Disclaimer: This article provides general legal information and does not constitute legal advice. Consult a licensed attorney in Minnesota for advice on your specific situation.
Detailed Answer
Under Minnesota law, paying property taxes on real estate does not by itself create an ownership interest, lien or equitable claim against that property. Minnesota’s conveyancing system requires a written, signed and properly recorded document—such as a deed or mortgage—to transfer or secure any real estate interest. See Minn. Stat. § 507.24 (Recording Required for Real Estate Instruments).
Here are three key points to understand:
- No Automatic Title Transfer: Simply covering another party’s tax bill does not substitute for a deed or other conveyance. The county treasurer does not issue title or partial ownership to a tax‐payer unless you purchase the tax certificate at a tax‐forfeiture sale.

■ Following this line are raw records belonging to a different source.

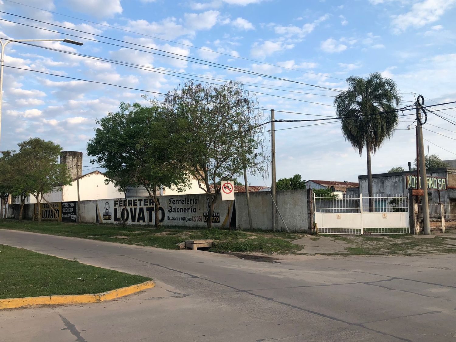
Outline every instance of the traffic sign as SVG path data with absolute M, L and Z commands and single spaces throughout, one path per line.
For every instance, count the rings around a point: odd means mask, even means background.
M 234 199 L 234 184 L 231 181 L 222 181 L 222 200 L 233 201 Z

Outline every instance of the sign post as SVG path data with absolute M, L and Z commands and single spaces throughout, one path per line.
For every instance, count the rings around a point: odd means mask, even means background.
M 234 183 L 231 181 L 222 181 L 220 182 L 222 186 L 222 200 L 228 201 L 227 208 L 228 211 L 228 227 L 231 231 L 231 222 L 229 218 L 229 202 L 234 200 Z

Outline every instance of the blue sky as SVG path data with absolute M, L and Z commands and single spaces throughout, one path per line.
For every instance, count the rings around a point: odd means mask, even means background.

- Tax‐Forfeiture Purchases: If property taxes go unpaid for several years, the county may initiate forfeiture proceedings under Minn. Stat. §§ 281.16–281.17. A third party may bid at the sheriff’s sale and, upon expiration of the statutory redemption period, obtain a deed. Paying past due taxes at such a sale is essentially a purchase, not a gift, and is governed by Minn. Stat. § 281.16.
- Equitable Liens by Agreement: In limited cases, Minnesota courts recognize that a written agreement to pay property taxes or to maintain property may give rise to an equitable lien. You must show clear evidence of the parties’ intention that tax payments secure repayment of funds. Absent such an agreement, courts will not impose an equitable lien simply because you paid taxes.
When Paying Taxes Might Lead to Rights
If you and the property owner enter into a written agreement stating that your tax payments create a security interest or equitable lien, that document must be executed and (where appropriate) recorded. Consulting an attorney to draft or review your agreement helps ensure it meets Minnesota requirements.
Helpful Hints
- Obtain a written agreement: Clearly spell out any security interest or reimbursement right if you plan to pay someone else’s taxes.
- Record your interest: If you create an equitable lien by contract, consider recording a memorandum or lien notice in the county recorder’s office.
- Monitor tax notices: Watch for delinquencies or forfeiture filings under Minn. Stat. § 281.16 to protect your potential investment.
- Seek title insurance: If you plan to acquire property through tax sale, purchase title insurance to guard against hidden defects.
- Consult a real estate attorney: Professional advice helps you navigate forfeiture sales, lien issues and recording rules in Minnesota.